As the company's chief operating officer Ben Chesler tells the New York Times, food waste also accounts for the largest percent of solids that end up in landfills, and when it rots it produces methane gas that is harmful to the environment.
But more than that, increasing the demand, and therefore the market, for imperfect fruits and vegetables will simply mean a glut of riches for our nation's healthy food supply but it will require getting more people on board with eating asymmetrical, mutant-looking peppers and Siamese-twin carrots. The bonus here is that because this food would have been going to waste, it can cost 40 percent less than more visually perfect produce.

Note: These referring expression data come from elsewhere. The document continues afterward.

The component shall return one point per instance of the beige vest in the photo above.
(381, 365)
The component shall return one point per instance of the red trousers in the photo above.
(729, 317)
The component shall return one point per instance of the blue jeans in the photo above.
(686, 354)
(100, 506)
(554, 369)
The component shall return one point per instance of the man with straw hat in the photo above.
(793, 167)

Right now, Chesler says, Imperfect Produce has signed on 500 Bay Area customers in its first five weeks, each of whom is receiving a 17- to 20-pound box of fruits and vegetables each week for $18, and/or a 10- to 15-pound box of fruit for $12. "On a weekly basis, we go through about 5,000 to 6,000 pounds of produce right now," says Chesler. "And hopefully by the end of the year we'll be going through 30,000 to 40,000 on a weekly basis." The exposure in the NYT will likely help with that, but the company's delivery area is currently just Oakland, Berkeley, Emeryville, Albany, Alameda, Concord/Walnut Creek, Lafayette, and SF.
And, says supply officer Ron Clark, they're relying a lot on word of mouth right now, because, "Once one person is convinced, it doesn’t take much to get them to convert others."
Also, what's not to like? Some of the produce you end up with is simply the wrong size to be sold in a perfect display at Whole Foods, like oversized lemons and dwarfed apples.
Still, because of consumer preferences, Imperfect Produce is still having trouble breaking into the traditional supermarket realm. A deal with Raley's Supermarkets to sell some of Imperfect's peppers, pears, and apples already fell through this year after just a few months, presumably because consumers weren't buying them despite deep discounts.